ゆうちょ銀行は11月9日、同社が提供するキャッシュレス決済サービスに関して、セキュリティ総点検の実施結果を発表した。
今回実施されたセキュリティ総点検は、9月上旬頃に発生した、ゆうちょ銀行と紐付けられた即時振替サービスの不正利用に関する対応の一環。ゆうちょ銀行および、同行と提携するキャッシュレス決済サービスについて、セキュリティの堅牢性やユーザー利用状況などを確認するもので、ゆうちょ銀行 代表執行役社長の池田憲人氏が直接指揮するタスクフォースとなっていた。なお、結果については第三者による評価を受けているという。
点検対象は、同行と提携する即時振替サービス(双方向含む)、およびゆうちょ銀行、mijica、ゆうちょPay、JP BANKカード。

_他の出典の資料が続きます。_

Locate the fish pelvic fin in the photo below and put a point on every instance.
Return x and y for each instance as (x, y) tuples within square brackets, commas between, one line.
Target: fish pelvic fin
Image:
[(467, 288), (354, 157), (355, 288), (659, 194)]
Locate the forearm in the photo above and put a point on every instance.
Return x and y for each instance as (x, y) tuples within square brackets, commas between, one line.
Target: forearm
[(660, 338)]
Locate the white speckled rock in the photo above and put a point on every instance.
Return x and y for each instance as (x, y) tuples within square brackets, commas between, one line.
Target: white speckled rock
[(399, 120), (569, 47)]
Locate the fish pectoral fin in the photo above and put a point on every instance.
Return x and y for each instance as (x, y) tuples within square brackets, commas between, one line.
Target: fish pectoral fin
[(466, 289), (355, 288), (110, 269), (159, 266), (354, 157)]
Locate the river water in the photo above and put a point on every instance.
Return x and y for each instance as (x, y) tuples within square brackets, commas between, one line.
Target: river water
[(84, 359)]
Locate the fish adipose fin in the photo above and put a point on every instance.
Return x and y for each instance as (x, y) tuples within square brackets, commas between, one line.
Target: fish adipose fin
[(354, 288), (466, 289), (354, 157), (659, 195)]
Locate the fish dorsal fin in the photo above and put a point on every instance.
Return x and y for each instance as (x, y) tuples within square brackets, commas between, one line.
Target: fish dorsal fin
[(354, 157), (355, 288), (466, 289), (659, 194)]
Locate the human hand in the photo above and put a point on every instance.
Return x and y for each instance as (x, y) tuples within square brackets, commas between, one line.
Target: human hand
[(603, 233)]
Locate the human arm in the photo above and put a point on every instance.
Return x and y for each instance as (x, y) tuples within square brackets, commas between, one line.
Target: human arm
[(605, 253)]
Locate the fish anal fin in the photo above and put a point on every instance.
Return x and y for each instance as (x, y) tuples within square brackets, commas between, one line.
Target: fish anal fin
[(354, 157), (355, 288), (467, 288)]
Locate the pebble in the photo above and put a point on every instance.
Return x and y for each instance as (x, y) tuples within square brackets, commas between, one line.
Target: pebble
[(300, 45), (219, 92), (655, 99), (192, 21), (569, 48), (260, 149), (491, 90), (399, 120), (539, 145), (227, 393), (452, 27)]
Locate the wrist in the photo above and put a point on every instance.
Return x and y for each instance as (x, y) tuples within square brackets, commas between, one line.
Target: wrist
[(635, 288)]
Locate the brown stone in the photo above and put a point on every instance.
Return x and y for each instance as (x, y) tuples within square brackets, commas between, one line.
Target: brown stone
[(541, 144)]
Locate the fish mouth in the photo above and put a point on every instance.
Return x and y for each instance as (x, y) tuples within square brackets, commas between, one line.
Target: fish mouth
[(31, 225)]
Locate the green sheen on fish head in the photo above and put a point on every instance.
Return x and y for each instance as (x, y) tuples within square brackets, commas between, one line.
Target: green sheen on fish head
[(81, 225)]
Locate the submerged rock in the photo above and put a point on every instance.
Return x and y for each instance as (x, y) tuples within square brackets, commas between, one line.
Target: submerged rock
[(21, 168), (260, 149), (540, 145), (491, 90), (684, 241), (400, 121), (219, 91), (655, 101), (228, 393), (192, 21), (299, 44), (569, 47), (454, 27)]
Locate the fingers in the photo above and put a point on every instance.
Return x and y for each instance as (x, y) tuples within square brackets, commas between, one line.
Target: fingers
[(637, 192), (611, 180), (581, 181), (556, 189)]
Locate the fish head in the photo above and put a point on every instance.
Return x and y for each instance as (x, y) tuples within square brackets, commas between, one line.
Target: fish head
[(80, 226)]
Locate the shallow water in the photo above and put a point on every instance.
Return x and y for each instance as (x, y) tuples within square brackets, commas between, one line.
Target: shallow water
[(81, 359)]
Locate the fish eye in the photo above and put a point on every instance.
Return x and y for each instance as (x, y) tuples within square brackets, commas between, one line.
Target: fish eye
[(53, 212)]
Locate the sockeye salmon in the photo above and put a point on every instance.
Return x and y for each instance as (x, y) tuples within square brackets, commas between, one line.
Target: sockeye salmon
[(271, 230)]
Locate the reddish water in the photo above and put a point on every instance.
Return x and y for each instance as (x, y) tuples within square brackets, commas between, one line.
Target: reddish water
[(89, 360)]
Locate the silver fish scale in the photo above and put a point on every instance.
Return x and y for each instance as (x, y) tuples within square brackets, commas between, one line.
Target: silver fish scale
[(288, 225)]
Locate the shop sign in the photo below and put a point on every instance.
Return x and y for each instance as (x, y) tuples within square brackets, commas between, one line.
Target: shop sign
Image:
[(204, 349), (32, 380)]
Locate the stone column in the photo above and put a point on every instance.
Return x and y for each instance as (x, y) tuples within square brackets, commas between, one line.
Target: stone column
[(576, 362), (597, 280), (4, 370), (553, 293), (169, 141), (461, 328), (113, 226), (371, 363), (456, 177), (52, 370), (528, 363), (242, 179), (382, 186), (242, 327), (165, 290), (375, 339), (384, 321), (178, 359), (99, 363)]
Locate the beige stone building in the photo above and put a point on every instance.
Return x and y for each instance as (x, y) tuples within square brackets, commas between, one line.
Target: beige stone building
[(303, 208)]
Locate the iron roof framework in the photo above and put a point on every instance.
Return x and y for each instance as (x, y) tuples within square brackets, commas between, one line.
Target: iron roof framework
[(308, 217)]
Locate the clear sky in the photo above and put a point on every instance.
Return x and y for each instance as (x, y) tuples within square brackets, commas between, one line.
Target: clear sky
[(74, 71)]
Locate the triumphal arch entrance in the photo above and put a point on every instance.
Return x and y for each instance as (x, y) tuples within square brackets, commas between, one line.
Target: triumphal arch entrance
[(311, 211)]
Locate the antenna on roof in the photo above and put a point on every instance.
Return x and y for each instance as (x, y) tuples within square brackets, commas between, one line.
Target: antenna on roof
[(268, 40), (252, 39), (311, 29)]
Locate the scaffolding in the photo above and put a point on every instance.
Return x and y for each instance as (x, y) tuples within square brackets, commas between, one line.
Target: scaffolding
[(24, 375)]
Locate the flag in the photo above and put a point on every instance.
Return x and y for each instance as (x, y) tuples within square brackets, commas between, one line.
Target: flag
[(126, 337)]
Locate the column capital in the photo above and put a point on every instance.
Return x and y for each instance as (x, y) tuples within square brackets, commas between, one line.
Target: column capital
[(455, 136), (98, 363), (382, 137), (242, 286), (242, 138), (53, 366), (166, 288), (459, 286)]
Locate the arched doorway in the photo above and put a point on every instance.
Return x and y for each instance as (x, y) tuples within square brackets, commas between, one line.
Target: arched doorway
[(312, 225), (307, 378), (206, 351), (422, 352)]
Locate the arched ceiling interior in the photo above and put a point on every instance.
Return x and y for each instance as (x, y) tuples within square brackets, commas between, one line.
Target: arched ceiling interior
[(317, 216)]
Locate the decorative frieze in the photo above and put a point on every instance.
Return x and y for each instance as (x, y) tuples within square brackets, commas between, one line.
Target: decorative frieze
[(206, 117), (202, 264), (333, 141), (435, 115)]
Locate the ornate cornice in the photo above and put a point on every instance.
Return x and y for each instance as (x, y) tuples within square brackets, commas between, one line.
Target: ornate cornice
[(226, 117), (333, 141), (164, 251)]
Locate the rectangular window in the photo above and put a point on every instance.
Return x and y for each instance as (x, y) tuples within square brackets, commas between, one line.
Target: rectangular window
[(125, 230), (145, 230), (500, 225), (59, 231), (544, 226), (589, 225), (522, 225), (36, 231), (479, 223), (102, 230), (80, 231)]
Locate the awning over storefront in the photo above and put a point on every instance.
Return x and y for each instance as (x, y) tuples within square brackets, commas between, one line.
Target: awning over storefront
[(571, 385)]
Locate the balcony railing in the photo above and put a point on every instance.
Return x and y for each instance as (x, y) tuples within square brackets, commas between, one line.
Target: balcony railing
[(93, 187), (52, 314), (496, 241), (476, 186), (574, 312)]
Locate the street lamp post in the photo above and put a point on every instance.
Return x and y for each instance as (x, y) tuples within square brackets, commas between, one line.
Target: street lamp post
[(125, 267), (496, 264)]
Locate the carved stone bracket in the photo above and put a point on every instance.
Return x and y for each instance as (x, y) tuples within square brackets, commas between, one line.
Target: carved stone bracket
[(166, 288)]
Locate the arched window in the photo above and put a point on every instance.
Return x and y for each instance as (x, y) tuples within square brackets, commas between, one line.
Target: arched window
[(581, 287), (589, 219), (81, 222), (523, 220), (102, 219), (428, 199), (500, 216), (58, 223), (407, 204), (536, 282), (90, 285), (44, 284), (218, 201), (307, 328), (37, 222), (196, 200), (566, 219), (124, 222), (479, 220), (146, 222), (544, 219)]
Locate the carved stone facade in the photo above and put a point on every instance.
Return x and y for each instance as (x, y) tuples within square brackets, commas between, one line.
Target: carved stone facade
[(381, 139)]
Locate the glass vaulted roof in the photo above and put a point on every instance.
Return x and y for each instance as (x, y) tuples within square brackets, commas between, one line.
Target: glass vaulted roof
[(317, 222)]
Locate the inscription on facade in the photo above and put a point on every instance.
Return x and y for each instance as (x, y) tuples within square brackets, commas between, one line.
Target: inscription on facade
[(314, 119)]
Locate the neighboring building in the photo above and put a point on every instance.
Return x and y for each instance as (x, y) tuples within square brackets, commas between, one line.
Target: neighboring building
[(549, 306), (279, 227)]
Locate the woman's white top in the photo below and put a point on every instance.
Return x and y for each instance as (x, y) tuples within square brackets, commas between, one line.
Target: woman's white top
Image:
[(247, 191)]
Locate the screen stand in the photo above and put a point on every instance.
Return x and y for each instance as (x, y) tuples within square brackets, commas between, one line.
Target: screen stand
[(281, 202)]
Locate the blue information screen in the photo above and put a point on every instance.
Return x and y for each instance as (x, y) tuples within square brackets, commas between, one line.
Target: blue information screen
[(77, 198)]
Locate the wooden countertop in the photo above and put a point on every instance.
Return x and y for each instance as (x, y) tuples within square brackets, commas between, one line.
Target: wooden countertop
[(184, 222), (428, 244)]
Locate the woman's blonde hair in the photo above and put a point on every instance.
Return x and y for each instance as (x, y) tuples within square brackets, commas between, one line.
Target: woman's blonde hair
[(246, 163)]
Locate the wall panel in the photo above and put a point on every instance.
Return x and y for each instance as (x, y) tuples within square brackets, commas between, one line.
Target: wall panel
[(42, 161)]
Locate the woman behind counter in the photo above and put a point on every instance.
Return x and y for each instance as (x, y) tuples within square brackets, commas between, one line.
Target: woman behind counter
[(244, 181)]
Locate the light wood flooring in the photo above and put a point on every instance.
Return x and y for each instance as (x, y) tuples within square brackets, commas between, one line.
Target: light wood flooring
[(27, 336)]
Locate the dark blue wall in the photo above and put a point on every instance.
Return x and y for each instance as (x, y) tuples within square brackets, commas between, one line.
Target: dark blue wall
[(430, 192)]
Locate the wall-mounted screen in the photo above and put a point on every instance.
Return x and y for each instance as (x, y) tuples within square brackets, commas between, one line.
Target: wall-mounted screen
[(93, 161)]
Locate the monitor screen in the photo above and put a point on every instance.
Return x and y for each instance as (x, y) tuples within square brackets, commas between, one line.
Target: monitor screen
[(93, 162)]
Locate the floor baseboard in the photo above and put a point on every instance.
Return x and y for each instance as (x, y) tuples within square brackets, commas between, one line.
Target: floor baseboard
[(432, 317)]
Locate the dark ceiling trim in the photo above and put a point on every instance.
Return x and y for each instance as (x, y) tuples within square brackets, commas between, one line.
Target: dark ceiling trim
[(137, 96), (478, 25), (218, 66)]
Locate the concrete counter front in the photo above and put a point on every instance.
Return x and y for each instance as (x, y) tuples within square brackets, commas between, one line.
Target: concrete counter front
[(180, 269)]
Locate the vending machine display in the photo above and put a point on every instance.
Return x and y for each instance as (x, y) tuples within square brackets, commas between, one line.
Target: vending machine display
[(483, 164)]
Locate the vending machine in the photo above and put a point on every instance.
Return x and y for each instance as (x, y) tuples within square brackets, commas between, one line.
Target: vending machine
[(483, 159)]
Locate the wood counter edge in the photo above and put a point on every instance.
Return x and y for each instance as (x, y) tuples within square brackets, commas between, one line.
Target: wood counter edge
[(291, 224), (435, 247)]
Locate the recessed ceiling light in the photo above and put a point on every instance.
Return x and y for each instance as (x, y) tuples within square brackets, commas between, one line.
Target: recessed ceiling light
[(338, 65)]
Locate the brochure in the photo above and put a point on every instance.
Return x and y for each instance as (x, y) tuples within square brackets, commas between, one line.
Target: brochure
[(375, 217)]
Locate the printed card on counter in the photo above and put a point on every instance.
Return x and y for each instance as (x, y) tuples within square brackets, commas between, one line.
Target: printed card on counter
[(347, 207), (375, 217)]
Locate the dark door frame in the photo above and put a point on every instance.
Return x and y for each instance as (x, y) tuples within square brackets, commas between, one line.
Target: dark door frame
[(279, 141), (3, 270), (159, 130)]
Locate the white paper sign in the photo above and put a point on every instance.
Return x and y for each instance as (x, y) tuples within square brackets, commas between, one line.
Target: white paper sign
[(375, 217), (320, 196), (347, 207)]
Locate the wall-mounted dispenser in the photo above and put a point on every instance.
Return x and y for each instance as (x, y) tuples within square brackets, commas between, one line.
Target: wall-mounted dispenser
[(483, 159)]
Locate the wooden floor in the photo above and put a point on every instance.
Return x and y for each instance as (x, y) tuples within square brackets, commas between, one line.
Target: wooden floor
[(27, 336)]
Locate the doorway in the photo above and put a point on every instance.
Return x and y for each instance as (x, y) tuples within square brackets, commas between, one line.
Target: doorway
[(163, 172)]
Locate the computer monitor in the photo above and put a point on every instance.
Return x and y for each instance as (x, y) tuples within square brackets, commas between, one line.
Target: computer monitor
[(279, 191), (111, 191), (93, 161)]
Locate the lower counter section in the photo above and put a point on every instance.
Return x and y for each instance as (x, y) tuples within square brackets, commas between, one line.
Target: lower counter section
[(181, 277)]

このうち、即時振替サービスは、コード決済事業者が6社(PayPay、LINE Pay、NTTドコモ、メルペイ、ファミマデジタルワン、pring)。その他決済事業者が6社(Kyash、ウェルネット、PayPal、ゆめカード、楽天 Edy、ビリングシステム)となる。
点検内容は、「本人認証にかかる検知、防御態勢 」と「取引データに基づく不正取引の検証態勢」の2項目。この2項目において、「アカウント作成」「銀行口座紐付け」「チャージ」「決済・送金」「取引後」という、サービス登録から利用後までのフェーズ単位で、キャッシュレス推進協議会ガイドラインが定める必須項目を満たしているか、点検した。
ゆうちょ銀行は総点検した結果のうち、同行が提供するデビット・プリペイドカード「mijica」を使った送金サービスについて、会員サイトへの不正ログインを検知する仕組みや、送金時における認証のアカウントロックなど、22ある項目のうち14項目で必要な対策がとれていなかったとした。
mijicaを除いたゆうちょ銀行提供サービスについては、必要項目が満たされていたとした。
このほか、コード決済事業者については、6社のうち5社が必須項目を満たしており、残りの1社は(回答の内容に追加確認があり)現在評価中とした。その他決済事業者は6社のうち3社が必須項目を満たしており、1社は満たしていない項目を12月中に対応予定だとした。また、残り2社のうち、1社は現在評価中で、残り1社は回答を協議中という。
同社は今後、即時決済サービスのセキュリティ強化や、mijicaのセキュリティ対応を実行していくと説明。mijicaについては、新規サービスの構築や他のペイメントサービスによる代替案も含めて、サービス戦略の施策を早急に決定したいとした。